The heritage of the American Revolution provided an additional source of southern nationalism.  Confederates claimed that northerners had betrayed the original intent of the Founding Fathers.  The Confederacy was thus supposedly the true heir of the American Revolution, a belief that was made visibly apparent by the inclusion of an image of George Washington on the Great Seal of the Confederacy.

On March 4, 1861, when newly-elected President Abraham Lincoln took the oath of office, he directly addressed the southern portion of his splintering constituency:

“We are not enemies, but friends. We must not be enemies. Though passion may have strained it must not break our bonds of affection. The mystic chords of memory, stretching from every battlefield and patriot grave to every living heart and hearthstone all over this broad land, will yet swell the chorus of the Union, when again touched, as surely they will be, by the better angels of our nature.”

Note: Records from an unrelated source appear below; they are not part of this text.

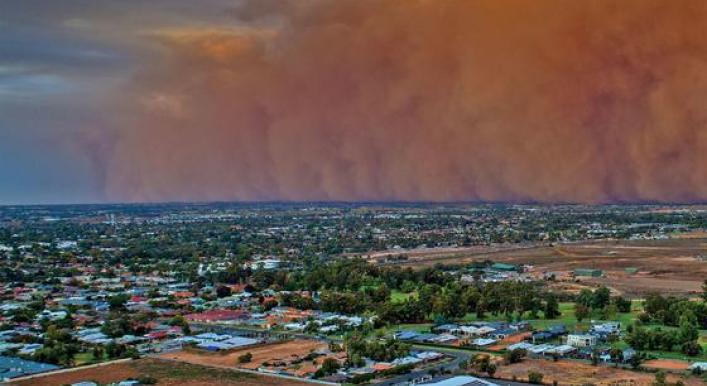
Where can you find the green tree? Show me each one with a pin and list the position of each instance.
(535, 377)
(552, 307)
(581, 311)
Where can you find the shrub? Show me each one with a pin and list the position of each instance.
(535, 377)
(245, 358)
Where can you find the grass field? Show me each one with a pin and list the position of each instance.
(167, 373)
(397, 296)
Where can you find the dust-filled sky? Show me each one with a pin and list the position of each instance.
(435, 100)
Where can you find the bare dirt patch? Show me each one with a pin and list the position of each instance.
(666, 364)
(167, 373)
(285, 357)
(674, 266)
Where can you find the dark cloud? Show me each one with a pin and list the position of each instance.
(424, 100)
(366, 99)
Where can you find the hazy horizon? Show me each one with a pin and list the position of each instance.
(353, 100)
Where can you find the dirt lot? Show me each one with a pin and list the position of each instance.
(578, 373)
(674, 266)
(167, 373)
(666, 364)
(280, 356)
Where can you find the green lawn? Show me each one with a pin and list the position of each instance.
(397, 296)
(567, 317)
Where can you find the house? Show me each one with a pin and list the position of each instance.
(483, 342)
(218, 316)
(503, 267)
(581, 340)
(11, 367)
(605, 329)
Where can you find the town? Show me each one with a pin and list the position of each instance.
(352, 294)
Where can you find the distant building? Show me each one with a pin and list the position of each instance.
(581, 340)
(11, 367)
(589, 272)
(504, 267)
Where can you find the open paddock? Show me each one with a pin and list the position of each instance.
(675, 266)
(288, 357)
(167, 373)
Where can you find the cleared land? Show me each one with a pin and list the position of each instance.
(167, 373)
(286, 357)
(578, 373)
(675, 266)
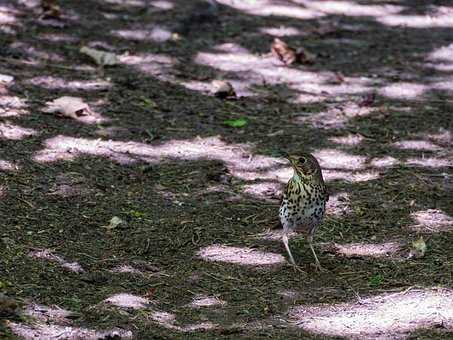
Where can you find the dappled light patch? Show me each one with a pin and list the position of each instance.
(383, 316)
(430, 162)
(8, 166)
(168, 320)
(338, 204)
(162, 4)
(442, 17)
(377, 250)
(237, 157)
(53, 83)
(431, 221)
(282, 31)
(52, 331)
(270, 7)
(48, 313)
(349, 140)
(127, 3)
(47, 255)
(403, 90)
(14, 132)
(353, 176)
(125, 268)
(335, 159)
(155, 33)
(35, 53)
(350, 8)
(334, 117)
(206, 301)
(416, 145)
(264, 190)
(126, 300)
(252, 70)
(384, 162)
(240, 255)
(156, 65)
(12, 106)
(59, 38)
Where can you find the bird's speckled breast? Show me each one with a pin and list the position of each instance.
(302, 207)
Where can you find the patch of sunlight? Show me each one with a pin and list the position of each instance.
(431, 162)
(14, 132)
(206, 301)
(58, 37)
(237, 157)
(441, 17)
(349, 140)
(377, 250)
(403, 90)
(54, 83)
(8, 15)
(168, 321)
(156, 65)
(270, 8)
(282, 31)
(35, 53)
(125, 268)
(47, 255)
(12, 106)
(158, 34)
(48, 313)
(384, 162)
(384, 316)
(162, 4)
(264, 190)
(431, 221)
(256, 70)
(353, 176)
(416, 145)
(8, 166)
(349, 8)
(335, 117)
(128, 3)
(52, 331)
(125, 300)
(335, 159)
(338, 204)
(240, 255)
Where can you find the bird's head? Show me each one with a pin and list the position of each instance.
(305, 166)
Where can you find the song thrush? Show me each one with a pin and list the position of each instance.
(304, 200)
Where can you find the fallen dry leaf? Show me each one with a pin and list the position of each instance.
(289, 55)
(223, 89)
(50, 9)
(101, 58)
(418, 248)
(67, 106)
(368, 100)
(114, 222)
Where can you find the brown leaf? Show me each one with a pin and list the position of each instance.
(223, 89)
(289, 55)
(368, 100)
(283, 51)
(50, 9)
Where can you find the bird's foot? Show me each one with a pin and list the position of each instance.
(319, 268)
(297, 268)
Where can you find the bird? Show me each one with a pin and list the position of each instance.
(304, 200)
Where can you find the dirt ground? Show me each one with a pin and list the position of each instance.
(151, 217)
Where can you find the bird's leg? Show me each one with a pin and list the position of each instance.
(310, 243)
(291, 259)
(285, 242)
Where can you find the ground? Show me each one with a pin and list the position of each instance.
(192, 250)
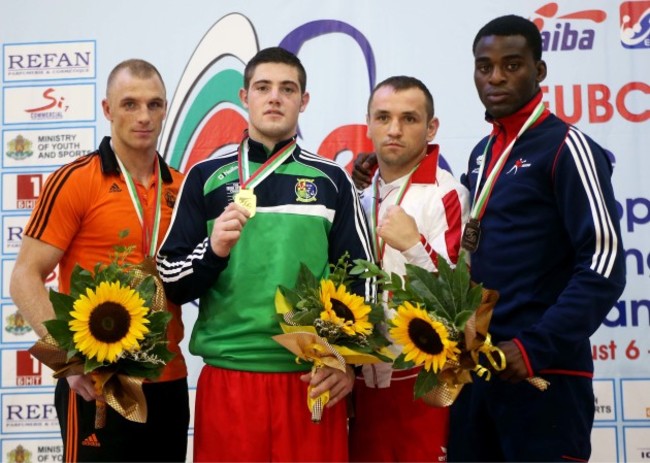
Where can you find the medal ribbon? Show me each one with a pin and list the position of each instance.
(479, 204)
(378, 244)
(150, 225)
(251, 181)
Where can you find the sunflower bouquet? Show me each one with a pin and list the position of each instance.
(441, 324)
(112, 326)
(324, 323)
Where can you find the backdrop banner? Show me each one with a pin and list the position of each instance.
(56, 57)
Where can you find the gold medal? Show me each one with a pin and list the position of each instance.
(471, 235)
(247, 199)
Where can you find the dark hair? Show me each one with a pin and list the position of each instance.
(275, 55)
(137, 67)
(404, 83)
(513, 25)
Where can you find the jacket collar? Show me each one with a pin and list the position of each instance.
(110, 165)
(426, 171)
(512, 123)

In the process of preserving the Union, friendship and diplomacy gave way to war. Like Lincoln, most northerners in the late-1850s and 1860s viewed the Union—that is, the constitutional compact between the states to form a federal government—as permanent. As such, the vast majority of men that answered President Lincoln’s call for troops did so with the fervent belief that they were taking up arms to save the Union. By saving the Union, these northern soldiers also viewed themselves as direct descendants of the Founding Fathers and protectors of their Revolutionary legacy.

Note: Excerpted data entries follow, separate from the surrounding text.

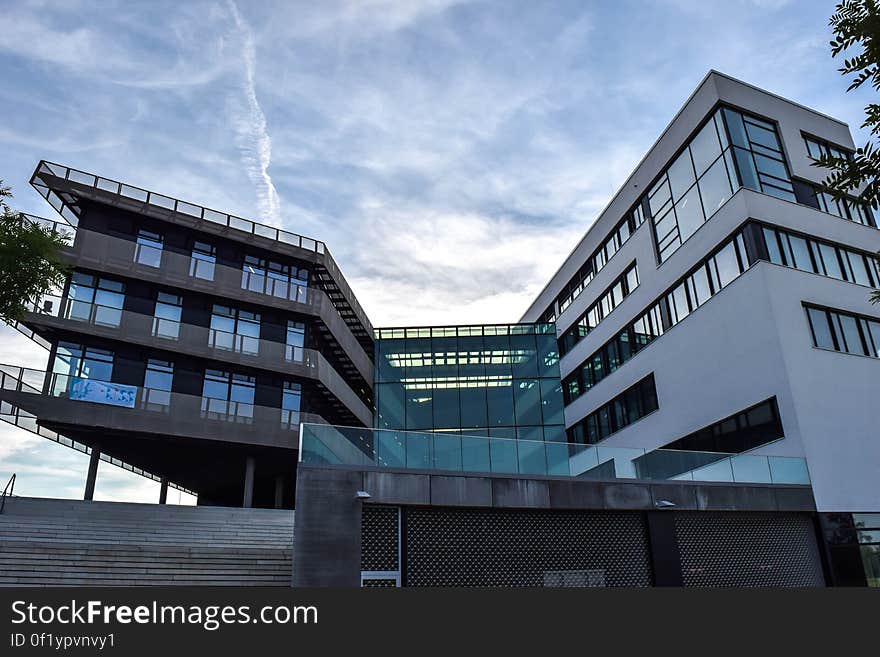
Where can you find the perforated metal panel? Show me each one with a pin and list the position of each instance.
(748, 549)
(380, 545)
(492, 547)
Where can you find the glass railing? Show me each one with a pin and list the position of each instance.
(165, 204)
(31, 381)
(353, 446)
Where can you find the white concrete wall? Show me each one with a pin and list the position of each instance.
(751, 341)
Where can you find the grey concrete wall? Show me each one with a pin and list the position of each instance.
(328, 517)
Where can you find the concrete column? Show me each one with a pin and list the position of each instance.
(279, 491)
(249, 466)
(92, 475)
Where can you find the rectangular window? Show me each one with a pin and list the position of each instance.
(95, 300)
(75, 360)
(629, 406)
(166, 318)
(156, 393)
(844, 332)
(291, 400)
(202, 261)
(707, 279)
(295, 341)
(148, 250)
(808, 254)
(621, 288)
(234, 330)
(228, 396)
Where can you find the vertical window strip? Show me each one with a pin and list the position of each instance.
(845, 332)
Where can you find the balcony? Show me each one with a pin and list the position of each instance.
(63, 187)
(115, 255)
(322, 444)
(52, 314)
(44, 402)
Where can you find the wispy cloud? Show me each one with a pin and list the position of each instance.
(252, 133)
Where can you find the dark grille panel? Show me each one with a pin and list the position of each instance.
(748, 549)
(379, 538)
(491, 547)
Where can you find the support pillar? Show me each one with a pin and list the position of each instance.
(279, 491)
(249, 466)
(92, 475)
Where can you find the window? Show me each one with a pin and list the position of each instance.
(844, 332)
(228, 396)
(148, 250)
(818, 148)
(202, 261)
(95, 300)
(166, 318)
(704, 281)
(745, 430)
(631, 405)
(611, 245)
(291, 400)
(76, 360)
(274, 278)
(610, 299)
(697, 183)
(807, 254)
(234, 330)
(156, 393)
(295, 341)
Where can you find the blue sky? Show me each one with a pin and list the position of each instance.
(450, 153)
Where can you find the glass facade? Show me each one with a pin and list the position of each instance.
(706, 280)
(610, 299)
(844, 332)
(500, 381)
(631, 405)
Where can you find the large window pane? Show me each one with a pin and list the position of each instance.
(689, 213)
(715, 187)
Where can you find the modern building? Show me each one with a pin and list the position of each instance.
(687, 402)
(188, 344)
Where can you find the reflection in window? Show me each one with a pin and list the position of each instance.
(95, 300)
(202, 261)
(610, 299)
(693, 188)
(295, 341)
(844, 332)
(233, 329)
(291, 400)
(706, 280)
(478, 381)
(166, 318)
(228, 396)
(148, 250)
(629, 406)
(76, 360)
(274, 278)
(156, 393)
(808, 254)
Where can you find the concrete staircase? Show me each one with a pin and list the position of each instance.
(48, 542)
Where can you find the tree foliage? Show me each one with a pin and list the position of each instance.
(856, 26)
(30, 264)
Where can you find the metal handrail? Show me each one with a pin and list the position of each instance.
(7, 492)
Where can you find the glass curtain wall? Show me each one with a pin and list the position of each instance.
(500, 381)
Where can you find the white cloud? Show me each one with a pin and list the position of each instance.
(250, 124)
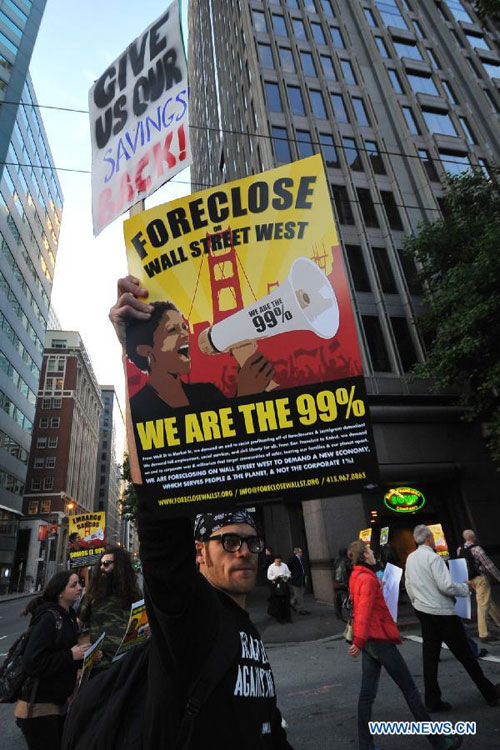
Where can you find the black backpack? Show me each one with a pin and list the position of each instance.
(109, 710)
(12, 675)
(473, 569)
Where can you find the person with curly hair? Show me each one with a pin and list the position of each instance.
(105, 608)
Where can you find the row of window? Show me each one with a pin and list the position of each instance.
(48, 462)
(10, 483)
(47, 442)
(7, 329)
(22, 386)
(12, 447)
(15, 413)
(15, 306)
(298, 29)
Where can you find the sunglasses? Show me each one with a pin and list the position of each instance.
(233, 542)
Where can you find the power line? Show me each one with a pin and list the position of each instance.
(248, 134)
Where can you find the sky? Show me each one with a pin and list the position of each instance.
(75, 44)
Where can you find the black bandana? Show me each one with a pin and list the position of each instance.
(206, 523)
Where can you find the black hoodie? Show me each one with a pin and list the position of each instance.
(184, 611)
(48, 654)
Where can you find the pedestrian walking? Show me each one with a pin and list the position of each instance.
(297, 581)
(480, 566)
(105, 608)
(279, 601)
(375, 637)
(51, 660)
(195, 592)
(432, 594)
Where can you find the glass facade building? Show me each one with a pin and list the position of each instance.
(393, 94)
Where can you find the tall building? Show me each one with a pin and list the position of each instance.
(30, 217)
(393, 94)
(62, 462)
(108, 473)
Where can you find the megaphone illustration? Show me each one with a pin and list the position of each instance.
(305, 301)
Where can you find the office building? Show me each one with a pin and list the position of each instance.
(62, 462)
(30, 217)
(393, 94)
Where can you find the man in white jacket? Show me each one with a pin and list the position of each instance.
(432, 593)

For Union soldiers, the need to preserve the Union was paramount.  The Revolution had purchased something truly unique with dear blood; a representative democracy. They feared that if a minority could dissolve part of the country whenever they lost a fair and open election, then this great experiment would collapse. By splitting over the 1860 election, the fear was a precedent would be established, and soon there would be another split, and another, until nothing remained of the United States but a series of small, warring factions.  So many social commentators in Europe would be proven right and the Founders would have been proven wrong; a democratic people could not govern themselves.  Additionally, Union soldiers viewed themselves as guardians of law and order.  A rebellion and attempted secession against a properly elected government was treason.

Not all southerners participated in Confederate nationalism.  Unionist southerners, most common in the upcountry, retained their loyalty to the Union, joining the Union army and working to defeat the Confederacy.  Although sacrifice could enhance devotion to the Confederacy for some southerners, the suffering of war, combined with unpopular measures such as the draft, also weakened morale.  Black southerners, most of whom were slaves, overwhelmingly supported the Union, often running away from plantations to follow the Union army.  The weakening of southern nationalism, along with southern support for the Union, ultimately aided the eventual Union victory.

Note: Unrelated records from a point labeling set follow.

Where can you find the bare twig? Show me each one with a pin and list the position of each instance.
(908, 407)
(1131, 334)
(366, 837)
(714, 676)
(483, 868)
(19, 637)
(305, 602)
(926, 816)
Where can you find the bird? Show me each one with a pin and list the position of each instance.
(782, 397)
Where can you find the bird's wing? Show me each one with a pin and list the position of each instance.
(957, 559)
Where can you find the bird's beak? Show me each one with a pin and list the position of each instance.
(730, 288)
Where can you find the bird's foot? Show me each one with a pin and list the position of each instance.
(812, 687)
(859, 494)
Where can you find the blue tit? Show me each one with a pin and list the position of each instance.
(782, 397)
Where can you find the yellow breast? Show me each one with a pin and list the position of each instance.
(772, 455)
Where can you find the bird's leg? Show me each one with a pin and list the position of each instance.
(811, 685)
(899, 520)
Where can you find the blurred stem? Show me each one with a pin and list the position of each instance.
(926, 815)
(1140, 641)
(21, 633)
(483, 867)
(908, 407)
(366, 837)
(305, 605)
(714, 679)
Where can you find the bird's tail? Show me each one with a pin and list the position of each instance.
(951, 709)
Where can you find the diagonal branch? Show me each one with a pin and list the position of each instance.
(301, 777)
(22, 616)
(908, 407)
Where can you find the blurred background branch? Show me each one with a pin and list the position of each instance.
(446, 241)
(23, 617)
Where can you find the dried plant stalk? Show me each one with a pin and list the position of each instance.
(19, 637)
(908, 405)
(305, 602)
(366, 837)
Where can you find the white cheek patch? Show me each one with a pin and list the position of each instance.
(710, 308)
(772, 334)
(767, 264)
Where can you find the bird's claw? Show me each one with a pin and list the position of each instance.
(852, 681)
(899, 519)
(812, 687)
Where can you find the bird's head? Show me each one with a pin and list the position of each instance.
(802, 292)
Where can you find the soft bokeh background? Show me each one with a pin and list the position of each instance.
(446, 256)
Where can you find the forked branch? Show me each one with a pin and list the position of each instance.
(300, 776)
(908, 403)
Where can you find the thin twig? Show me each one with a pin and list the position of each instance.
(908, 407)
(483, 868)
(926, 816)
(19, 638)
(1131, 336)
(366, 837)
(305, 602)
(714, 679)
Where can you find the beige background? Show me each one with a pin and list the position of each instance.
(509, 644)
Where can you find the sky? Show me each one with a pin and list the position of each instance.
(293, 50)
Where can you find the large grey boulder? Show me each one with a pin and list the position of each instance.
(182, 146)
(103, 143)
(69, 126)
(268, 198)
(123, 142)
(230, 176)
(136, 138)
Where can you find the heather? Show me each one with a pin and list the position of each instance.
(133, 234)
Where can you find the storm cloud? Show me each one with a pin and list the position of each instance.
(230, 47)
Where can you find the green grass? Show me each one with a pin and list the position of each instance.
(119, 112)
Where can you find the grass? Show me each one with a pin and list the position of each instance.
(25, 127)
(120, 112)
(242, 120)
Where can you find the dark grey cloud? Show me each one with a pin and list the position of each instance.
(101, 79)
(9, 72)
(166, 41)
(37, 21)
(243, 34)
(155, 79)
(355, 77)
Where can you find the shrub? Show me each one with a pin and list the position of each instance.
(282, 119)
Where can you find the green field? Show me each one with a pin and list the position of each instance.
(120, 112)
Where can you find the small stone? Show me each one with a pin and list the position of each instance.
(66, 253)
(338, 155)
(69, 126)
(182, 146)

Cut off from their southern brethren, the northern branches of the Democratic Party divided. War Democrats largely stood behind President Lincoln and their support was necessary for passage of the Thirteenth Amendment, abolishing slavery. “Peace Democrats”—also known as “Copperheads”—clashed frequently with both War Democrats and Republicans. Copperheads were sympathetic to the Confederacy; they exploited public anti-war sentiment (often the result of a lost battle or mounting casualties) and tried to push President Lincoln to negotiate an immediate peace, regardless of political leverage or bargaining power. Had the Copperheads succeeded in bringing about immediate peace, the Union would have been forced to recognize the Confederacy as a separate and legitimate government while the institution of slavery would have remained intact. With a Union victory in sight following General William T. Sherman’s successful Atlanta Campaign in 1864, Copperhead support largely evaporated.